Café Palais, Nîmes (début XXe siècle)
Cette nouvelle salle fut dévoilée au public le samedi 19 décembre 1896 dans Le Journal du Midi. Le programme mentionne six films dont quatre vues locales tournées par Ferdinand Itier lui-même :
Un nouveau cinématographe possédant une très jolie collection de vues animées est installé, à partir d'aujourd'hui, boulevard de l'Esplanade, salle du premier étage du café du Palais (entrée par la rue Régale). Le directeur variera les représentations qui auront lieu tous les soirs à partir de 5 h et les dimanches et lundi à partrir de 3 h de l'après-midi. Le cinématographe, réellement perfectionné, projettera des vues animées nouvelles et prises à Nîmes.

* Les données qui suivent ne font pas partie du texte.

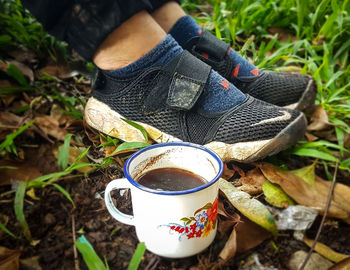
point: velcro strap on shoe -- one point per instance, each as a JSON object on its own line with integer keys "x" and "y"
{"x": 188, "y": 81}
{"x": 212, "y": 45}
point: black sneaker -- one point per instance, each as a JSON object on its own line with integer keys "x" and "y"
{"x": 294, "y": 91}
{"x": 163, "y": 101}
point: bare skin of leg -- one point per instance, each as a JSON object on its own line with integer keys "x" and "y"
{"x": 168, "y": 14}
{"x": 129, "y": 42}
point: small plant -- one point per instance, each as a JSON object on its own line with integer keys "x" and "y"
{"x": 8, "y": 144}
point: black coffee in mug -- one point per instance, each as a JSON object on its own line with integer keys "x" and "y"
{"x": 170, "y": 179}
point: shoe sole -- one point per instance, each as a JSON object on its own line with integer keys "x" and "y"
{"x": 307, "y": 99}
{"x": 101, "y": 117}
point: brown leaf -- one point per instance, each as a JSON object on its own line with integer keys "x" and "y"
{"x": 9, "y": 259}
{"x": 10, "y": 120}
{"x": 50, "y": 126}
{"x": 11, "y": 171}
{"x": 250, "y": 235}
{"x": 230, "y": 248}
{"x": 58, "y": 114}
{"x": 62, "y": 72}
{"x": 74, "y": 153}
{"x": 319, "y": 119}
{"x": 312, "y": 196}
{"x": 252, "y": 182}
{"x": 31, "y": 263}
{"x": 325, "y": 251}
{"x": 342, "y": 265}
{"x": 228, "y": 173}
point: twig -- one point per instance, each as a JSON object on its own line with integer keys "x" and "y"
{"x": 76, "y": 260}
{"x": 328, "y": 204}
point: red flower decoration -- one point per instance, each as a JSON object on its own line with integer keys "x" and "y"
{"x": 212, "y": 212}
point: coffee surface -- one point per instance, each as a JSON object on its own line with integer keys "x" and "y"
{"x": 170, "y": 179}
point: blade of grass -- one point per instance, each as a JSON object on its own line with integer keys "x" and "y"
{"x": 137, "y": 126}
{"x": 8, "y": 143}
{"x": 3, "y": 228}
{"x": 18, "y": 205}
{"x": 90, "y": 257}
{"x": 63, "y": 152}
{"x": 314, "y": 153}
{"x": 137, "y": 257}
{"x": 129, "y": 146}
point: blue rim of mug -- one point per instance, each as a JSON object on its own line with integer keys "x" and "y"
{"x": 180, "y": 192}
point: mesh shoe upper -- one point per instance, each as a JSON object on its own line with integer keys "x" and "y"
{"x": 276, "y": 88}
{"x": 254, "y": 120}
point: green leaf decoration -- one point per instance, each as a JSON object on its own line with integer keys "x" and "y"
{"x": 307, "y": 173}
{"x": 137, "y": 257}
{"x": 248, "y": 206}
{"x": 90, "y": 257}
{"x": 275, "y": 195}
{"x": 3, "y": 228}
{"x": 137, "y": 126}
{"x": 207, "y": 206}
{"x": 15, "y": 73}
{"x": 63, "y": 152}
{"x": 129, "y": 146}
{"x": 19, "y": 199}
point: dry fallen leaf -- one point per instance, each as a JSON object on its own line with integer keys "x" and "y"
{"x": 74, "y": 153}
{"x": 313, "y": 196}
{"x": 342, "y": 265}
{"x": 325, "y": 251}
{"x": 230, "y": 248}
{"x": 250, "y": 235}
{"x": 31, "y": 263}
{"x": 9, "y": 259}
{"x": 319, "y": 119}
{"x": 228, "y": 173}
{"x": 50, "y": 126}
{"x": 252, "y": 182}
{"x": 249, "y": 207}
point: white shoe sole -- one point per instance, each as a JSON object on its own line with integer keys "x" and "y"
{"x": 101, "y": 117}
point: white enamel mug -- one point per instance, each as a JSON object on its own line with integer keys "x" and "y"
{"x": 173, "y": 224}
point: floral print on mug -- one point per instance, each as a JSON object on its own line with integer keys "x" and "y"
{"x": 200, "y": 224}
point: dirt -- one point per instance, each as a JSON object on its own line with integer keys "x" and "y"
{"x": 52, "y": 221}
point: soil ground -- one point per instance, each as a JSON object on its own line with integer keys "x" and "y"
{"x": 52, "y": 220}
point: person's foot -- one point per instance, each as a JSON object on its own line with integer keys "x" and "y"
{"x": 185, "y": 100}
{"x": 283, "y": 89}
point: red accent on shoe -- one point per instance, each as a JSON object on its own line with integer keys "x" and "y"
{"x": 205, "y": 55}
{"x": 255, "y": 72}
{"x": 235, "y": 71}
{"x": 225, "y": 84}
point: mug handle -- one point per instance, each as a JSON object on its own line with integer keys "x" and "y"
{"x": 122, "y": 183}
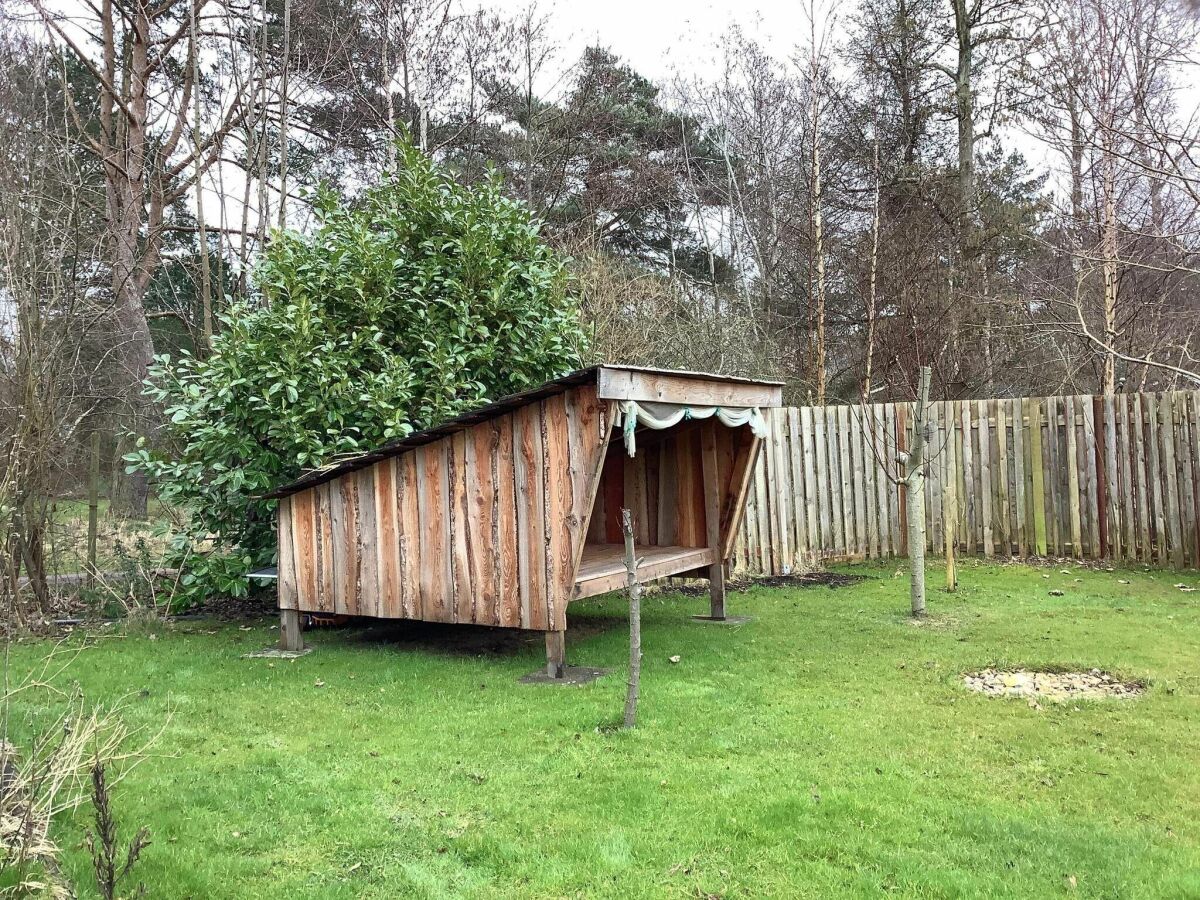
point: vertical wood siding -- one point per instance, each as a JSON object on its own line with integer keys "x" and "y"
{"x": 484, "y": 526}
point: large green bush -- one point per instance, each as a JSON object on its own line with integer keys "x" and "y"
{"x": 419, "y": 300}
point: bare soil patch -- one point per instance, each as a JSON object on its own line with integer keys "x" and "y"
{"x": 1051, "y": 685}
{"x": 808, "y": 580}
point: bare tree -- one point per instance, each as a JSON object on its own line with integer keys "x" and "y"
{"x": 143, "y": 64}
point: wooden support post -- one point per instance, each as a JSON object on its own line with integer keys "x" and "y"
{"x": 635, "y": 621}
{"x": 289, "y": 630}
{"x": 556, "y": 653}
{"x": 713, "y": 520}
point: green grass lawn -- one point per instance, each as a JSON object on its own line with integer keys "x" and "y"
{"x": 825, "y": 749}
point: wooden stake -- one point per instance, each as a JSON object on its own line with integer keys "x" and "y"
{"x": 635, "y": 621}
{"x": 289, "y": 630}
{"x": 556, "y": 653}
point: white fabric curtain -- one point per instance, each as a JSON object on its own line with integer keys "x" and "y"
{"x": 665, "y": 415}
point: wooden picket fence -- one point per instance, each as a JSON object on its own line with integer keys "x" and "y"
{"x": 1087, "y": 477}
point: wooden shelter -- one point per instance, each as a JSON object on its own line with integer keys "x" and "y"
{"x": 504, "y": 515}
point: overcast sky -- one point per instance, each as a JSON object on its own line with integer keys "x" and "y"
{"x": 661, "y": 37}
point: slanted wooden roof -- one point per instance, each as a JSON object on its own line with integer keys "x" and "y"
{"x": 616, "y": 383}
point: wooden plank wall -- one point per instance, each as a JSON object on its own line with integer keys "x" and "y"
{"x": 484, "y": 526}
{"x": 1086, "y": 477}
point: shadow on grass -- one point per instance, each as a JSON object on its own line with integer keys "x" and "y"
{"x": 455, "y": 640}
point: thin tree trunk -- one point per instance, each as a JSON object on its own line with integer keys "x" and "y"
{"x": 1110, "y": 269}
{"x": 915, "y": 480}
{"x": 819, "y": 241}
{"x": 201, "y": 232}
{"x": 283, "y": 113}
{"x": 635, "y": 621}
{"x": 871, "y": 295}
{"x": 93, "y": 507}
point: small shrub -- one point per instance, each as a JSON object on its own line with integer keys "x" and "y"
{"x": 102, "y": 843}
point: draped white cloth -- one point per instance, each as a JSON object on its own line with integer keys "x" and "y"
{"x": 665, "y": 415}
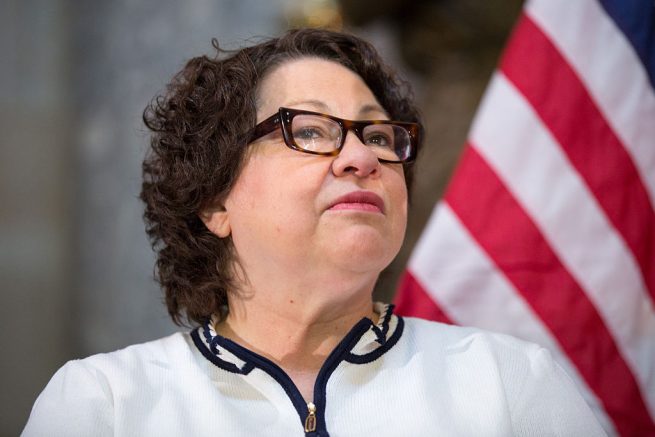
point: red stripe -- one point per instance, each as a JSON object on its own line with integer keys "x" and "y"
{"x": 491, "y": 214}
{"x": 412, "y": 300}
{"x": 591, "y": 145}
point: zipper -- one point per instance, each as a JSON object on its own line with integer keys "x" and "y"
{"x": 252, "y": 359}
{"x": 310, "y": 420}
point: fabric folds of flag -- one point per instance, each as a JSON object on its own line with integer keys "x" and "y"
{"x": 547, "y": 229}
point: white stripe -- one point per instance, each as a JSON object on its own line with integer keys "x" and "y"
{"x": 526, "y": 157}
{"x": 610, "y": 68}
{"x": 458, "y": 274}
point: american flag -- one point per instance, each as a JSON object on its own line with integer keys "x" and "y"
{"x": 547, "y": 229}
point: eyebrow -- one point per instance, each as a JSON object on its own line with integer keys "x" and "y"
{"x": 322, "y": 106}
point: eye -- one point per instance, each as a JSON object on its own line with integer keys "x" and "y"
{"x": 309, "y": 133}
{"x": 379, "y": 139}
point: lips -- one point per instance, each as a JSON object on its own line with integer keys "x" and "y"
{"x": 359, "y": 201}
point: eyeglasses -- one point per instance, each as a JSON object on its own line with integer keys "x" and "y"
{"x": 321, "y": 134}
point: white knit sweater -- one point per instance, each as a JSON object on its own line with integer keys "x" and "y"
{"x": 403, "y": 377}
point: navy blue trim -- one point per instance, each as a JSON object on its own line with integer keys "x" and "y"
{"x": 377, "y": 353}
{"x": 636, "y": 19}
{"x": 230, "y": 367}
{"x": 211, "y": 349}
{"x": 331, "y": 363}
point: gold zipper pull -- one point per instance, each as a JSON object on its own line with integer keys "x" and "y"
{"x": 310, "y": 421}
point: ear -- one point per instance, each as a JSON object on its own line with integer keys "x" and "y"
{"x": 217, "y": 220}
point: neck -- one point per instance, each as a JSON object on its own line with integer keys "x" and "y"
{"x": 296, "y": 330}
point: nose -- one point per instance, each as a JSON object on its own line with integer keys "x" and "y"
{"x": 356, "y": 158}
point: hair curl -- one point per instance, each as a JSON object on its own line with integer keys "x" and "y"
{"x": 197, "y": 149}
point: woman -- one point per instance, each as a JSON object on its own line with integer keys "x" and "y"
{"x": 276, "y": 191}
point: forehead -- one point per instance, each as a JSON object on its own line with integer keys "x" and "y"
{"x": 316, "y": 84}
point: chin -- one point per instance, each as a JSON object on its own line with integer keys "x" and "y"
{"x": 365, "y": 254}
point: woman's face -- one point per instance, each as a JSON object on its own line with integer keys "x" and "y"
{"x": 291, "y": 211}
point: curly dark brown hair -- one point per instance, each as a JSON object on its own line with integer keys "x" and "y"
{"x": 198, "y": 141}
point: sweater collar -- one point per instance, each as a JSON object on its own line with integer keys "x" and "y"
{"x": 365, "y": 342}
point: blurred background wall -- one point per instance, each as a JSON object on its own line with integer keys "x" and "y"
{"x": 75, "y": 266}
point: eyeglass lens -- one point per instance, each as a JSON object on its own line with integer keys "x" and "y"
{"x": 319, "y": 134}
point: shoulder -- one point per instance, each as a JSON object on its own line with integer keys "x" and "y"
{"x": 442, "y": 337}
{"x": 516, "y": 376}
{"x": 481, "y": 352}
{"x": 79, "y": 399}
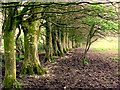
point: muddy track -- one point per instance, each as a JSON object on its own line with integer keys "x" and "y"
{"x": 68, "y": 73}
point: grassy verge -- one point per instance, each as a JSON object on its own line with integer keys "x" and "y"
{"x": 107, "y": 44}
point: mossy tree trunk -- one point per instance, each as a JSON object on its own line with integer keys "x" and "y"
{"x": 9, "y": 50}
{"x": 66, "y": 41}
{"x": 54, "y": 42}
{"x": 48, "y": 47}
{"x": 60, "y": 47}
{"x": 63, "y": 37}
{"x": 31, "y": 64}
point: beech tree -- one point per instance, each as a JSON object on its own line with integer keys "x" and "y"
{"x": 9, "y": 27}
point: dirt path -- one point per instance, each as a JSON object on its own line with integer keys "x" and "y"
{"x": 69, "y": 73}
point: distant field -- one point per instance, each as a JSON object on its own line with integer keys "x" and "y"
{"x": 109, "y": 43}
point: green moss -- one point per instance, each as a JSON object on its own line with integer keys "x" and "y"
{"x": 9, "y": 81}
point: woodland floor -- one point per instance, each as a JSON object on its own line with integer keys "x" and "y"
{"x": 68, "y": 73}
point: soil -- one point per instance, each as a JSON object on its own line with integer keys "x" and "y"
{"x": 68, "y": 72}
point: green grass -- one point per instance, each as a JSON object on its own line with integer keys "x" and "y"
{"x": 107, "y": 44}
{"x": 116, "y": 58}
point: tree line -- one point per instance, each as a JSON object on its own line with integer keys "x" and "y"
{"x": 62, "y": 24}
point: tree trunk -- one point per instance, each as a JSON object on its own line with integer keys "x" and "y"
{"x": 60, "y": 47}
{"x": 63, "y": 36}
{"x": 48, "y": 48}
{"x": 31, "y": 64}
{"x": 67, "y": 41}
{"x": 54, "y": 42}
{"x": 10, "y": 60}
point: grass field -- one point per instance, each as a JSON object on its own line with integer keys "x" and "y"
{"x": 109, "y": 43}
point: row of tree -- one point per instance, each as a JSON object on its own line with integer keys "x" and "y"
{"x": 63, "y": 23}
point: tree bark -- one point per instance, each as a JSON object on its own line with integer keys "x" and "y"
{"x": 10, "y": 60}
{"x": 48, "y": 47}
{"x": 60, "y": 47}
{"x": 54, "y": 42}
{"x": 31, "y": 64}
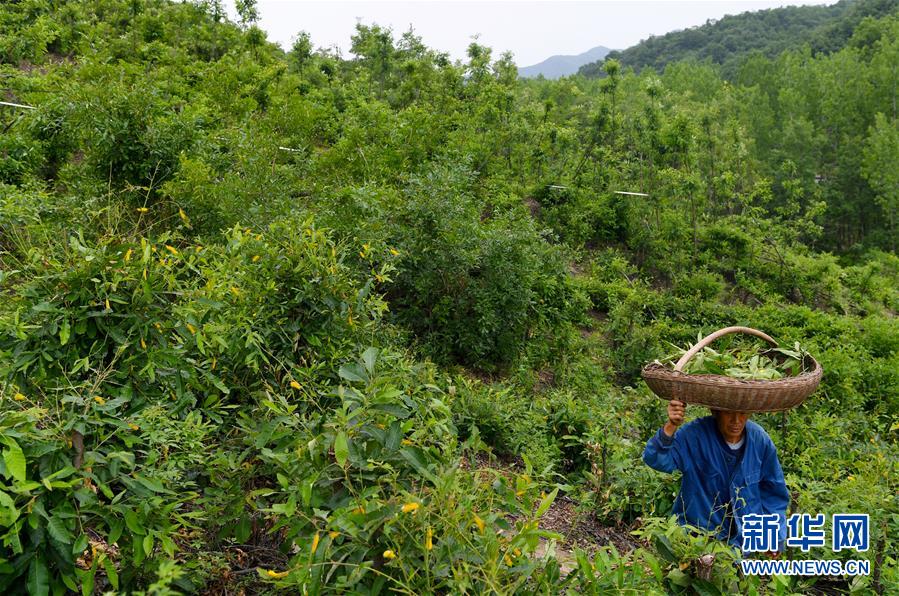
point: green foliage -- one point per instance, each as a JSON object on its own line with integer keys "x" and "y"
{"x": 247, "y": 295}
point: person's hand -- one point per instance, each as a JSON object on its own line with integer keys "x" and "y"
{"x": 676, "y": 411}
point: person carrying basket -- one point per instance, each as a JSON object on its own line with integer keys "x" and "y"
{"x": 729, "y": 464}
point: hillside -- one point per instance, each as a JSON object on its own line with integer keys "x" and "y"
{"x": 730, "y": 40}
{"x": 302, "y": 322}
{"x": 562, "y": 66}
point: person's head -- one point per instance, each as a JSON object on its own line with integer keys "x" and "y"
{"x": 731, "y": 424}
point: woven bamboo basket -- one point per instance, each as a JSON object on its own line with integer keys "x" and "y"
{"x": 726, "y": 393}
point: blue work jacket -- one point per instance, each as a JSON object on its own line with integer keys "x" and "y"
{"x": 697, "y": 450}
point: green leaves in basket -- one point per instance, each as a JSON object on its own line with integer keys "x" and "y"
{"x": 742, "y": 362}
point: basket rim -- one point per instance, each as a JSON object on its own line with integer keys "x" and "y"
{"x": 658, "y": 370}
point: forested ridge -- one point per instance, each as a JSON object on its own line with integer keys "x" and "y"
{"x": 731, "y": 40}
{"x": 368, "y": 323}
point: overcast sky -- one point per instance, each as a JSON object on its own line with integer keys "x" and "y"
{"x": 532, "y": 31}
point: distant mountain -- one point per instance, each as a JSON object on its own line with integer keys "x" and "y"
{"x": 729, "y": 40}
{"x": 560, "y": 66}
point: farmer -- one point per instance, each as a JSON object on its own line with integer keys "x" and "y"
{"x": 729, "y": 466}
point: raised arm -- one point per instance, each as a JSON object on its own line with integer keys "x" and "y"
{"x": 663, "y": 450}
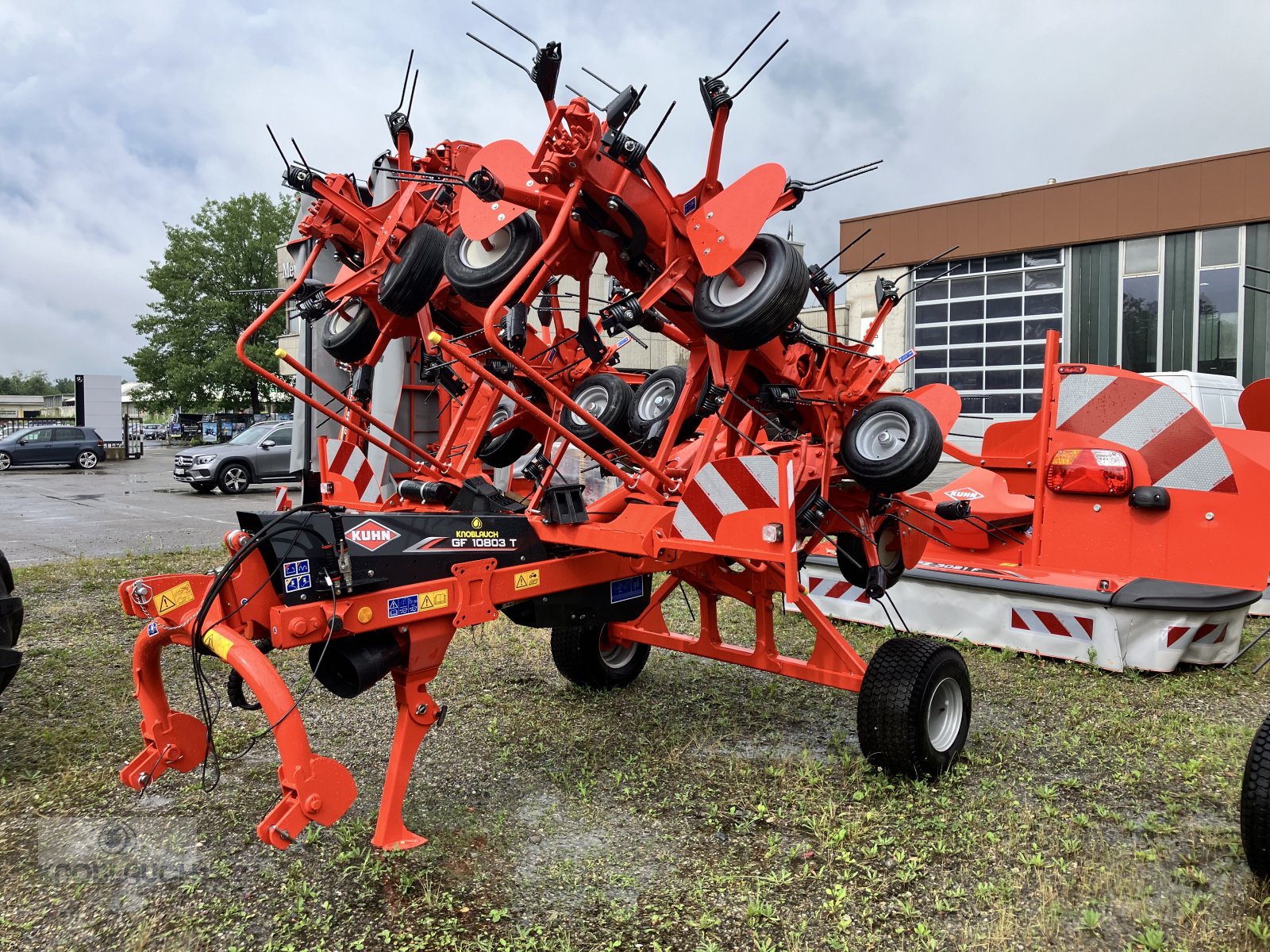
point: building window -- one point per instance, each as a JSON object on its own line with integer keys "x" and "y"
{"x": 1217, "y": 344}
{"x": 1140, "y": 305}
{"x": 982, "y": 328}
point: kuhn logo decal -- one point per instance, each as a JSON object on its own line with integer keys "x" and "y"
{"x": 370, "y": 535}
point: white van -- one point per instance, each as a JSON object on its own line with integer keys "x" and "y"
{"x": 1216, "y": 395}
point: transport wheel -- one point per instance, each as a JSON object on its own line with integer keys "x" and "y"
{"x": 892, "y": 444}
{"x": 742, "y": 317}
{"x": 586, "y": 655}
{"x": 1255, "y": 803}
{"x": 408, "y": 283}
{"x": 234, "y": 479}
{"x": 656, "y": 400}
{"x": 914, "y": 708}
{"x": 480, "y": 273}
{"x": 506, "y": 448}
{"x": 851, "y": 555}
{"x": 605, "y": 397}
{"x": 349, "y": 332}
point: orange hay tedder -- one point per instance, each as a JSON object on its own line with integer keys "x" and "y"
{"x": 725, "y": 473}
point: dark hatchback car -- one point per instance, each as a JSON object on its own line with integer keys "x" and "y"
{"x": 50, "y": 446}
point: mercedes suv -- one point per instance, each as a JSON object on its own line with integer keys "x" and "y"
{"x": 260, "y": 454}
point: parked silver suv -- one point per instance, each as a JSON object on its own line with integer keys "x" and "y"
{"x": 260, "y": 454}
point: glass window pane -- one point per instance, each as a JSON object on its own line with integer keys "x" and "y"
{"x": 1219, "y": 247}
{"x": 1001, "y": 404}
{"x": 967, "y": 380}
{"x": 1048, "y": 279}
{"x": 965, "y": 311}
{"x": 1218, "y": 321}
{"x": 965, "y": 333}
{"x": 931, "y": 359}
{"x": 1003, "y": 380}
{"x": 1035, "y": 330}
{"x": 1035, "y": 259}
{"x": 933, "y": 313}
{"x": 935, "y": 291}
{"x": 1003, "y": 263}
{"x": 931, "y": 336}
{"x": 967, "y": 287}
{"x": 965, "y": 357}
{"x": 1003, "y": 355}
{"x": 1043, "y": 304}
{"x": 1003, "y": 330}
{"x": 1005, "y": 308}
{"x": 1142, "y": 255}
{"x": 1005, "y": 283}
{"x": 1140, "y": 324}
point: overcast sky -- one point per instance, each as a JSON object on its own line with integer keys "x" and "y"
{"x": 116, "y": 118}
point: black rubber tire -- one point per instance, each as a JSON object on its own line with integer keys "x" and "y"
{"x": 779, "y": 287}
{"x": 613, "y": 413}
{"x": 229, "y": 482}
{"x": 911, "y": 463}
{"x": 850, "y": 551}
{"x": 482, "y": 283}
{"x": 348, "y": 334}
{"x": 506, "y": 448}
{"x": 582, "y": 658}
{"x": 651, "y": 404}
{"x": 895, "y": 710}
{"x": 410, "y": 282}
{"x": 1255, "y": 804}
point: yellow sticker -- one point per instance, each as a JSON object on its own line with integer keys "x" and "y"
{"x": 219, "y": 644}
{"x": 175, "y": 598}
{"x": 433, "y": 600}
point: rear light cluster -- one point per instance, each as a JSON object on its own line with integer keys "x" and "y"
{"x": 1103, "y": 473}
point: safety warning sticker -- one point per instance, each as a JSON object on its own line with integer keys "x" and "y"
{"x": 175, "y": 598}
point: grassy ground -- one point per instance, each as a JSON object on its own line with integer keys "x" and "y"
{"x": 705, "y": 808}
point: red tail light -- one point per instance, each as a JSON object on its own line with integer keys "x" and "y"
{"x": 1104, "y": 473}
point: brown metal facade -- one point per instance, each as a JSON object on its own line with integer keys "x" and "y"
{"x": 1202, "y": 194}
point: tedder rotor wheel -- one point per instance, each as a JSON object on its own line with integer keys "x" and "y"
{"x": 654, "y": 401}
{"x": 606, "y": 397}
{"x": 479, "y": 271}
{"x": 586, "y": 655}
{"x": 851, "y": 555}
{"x": 914, "y": 708}
{"x": 742, "y": 317}
{"x": 506, "y": 448}
{"x": 892, "y": 444}
{"x": 408, "y": 283}
{"x": 1255, "y": 803}
{"x": 349, "y": 332}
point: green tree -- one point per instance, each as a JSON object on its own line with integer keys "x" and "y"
{"x": 190, "y": 359}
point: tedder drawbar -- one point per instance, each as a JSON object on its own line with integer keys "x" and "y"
{"x": 725, "y": 471}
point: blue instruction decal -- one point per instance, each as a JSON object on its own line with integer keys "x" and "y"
{"x": 625, "y": 589}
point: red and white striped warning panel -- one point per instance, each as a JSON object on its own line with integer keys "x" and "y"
{"x": 1176, "y": 441}
{"x": 1202, "y": 634}
{"x": 1043, "y": 622}
{"x": 835, "y": 588}
{"x": 344, "y": 466}
{"x": 723, "y": 488}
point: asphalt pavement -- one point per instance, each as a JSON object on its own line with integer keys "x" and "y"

Programme de la première soirée : 1. " Arrivée d'un train à Saint-Césaire " ; 2. " Une partie de mazet " ; 3. " La mer à Grau-du-roi " ; 4. " M. X..., dessinateur express " ; 5. " L'arche de Noé, chemin d'Avignon " ; 6. " Le ballet des petits Incroyables ".
La Chronique mondaire, littéraire et artistique, Nîmes, 19 décembre 1896.
Dès cette date, ce photographe s’inscrit comme un acteur essentiel de la vie cinématographique régionale. Cette première installation lui pose sûrement quelques difficultés techniques car la salle ne peut ouvrir que le 27 décembre. (Le Petit Républicain du Midi, 26 décembre 1896).
→ 1897
1897
← 1896 Le cinématographe de Ferdinand Itier (Café du Palais, 1er-23 janvier 1897)
← 1896
La présence dans les programmes de vues nîmoises constitue un attrait supplémentaire comme le souligne la presse locale :
Bravo M. Itier, pour vos nouvelles scènes locales appelées à un grand succès, prises sur le vif et très réussies : " L'arrivée du train en gare de Nîmes " (quelle profusion d'employés et comme le service doit être bien fait dans notre gare) ; " Les exercices de la Nemausa " et " Le défilé de nos braves pompiers ". Nous avons tous salué au passage nos brillants officiers et la barbe vénérable d'un coiffeur bien connu traversant le boulevard.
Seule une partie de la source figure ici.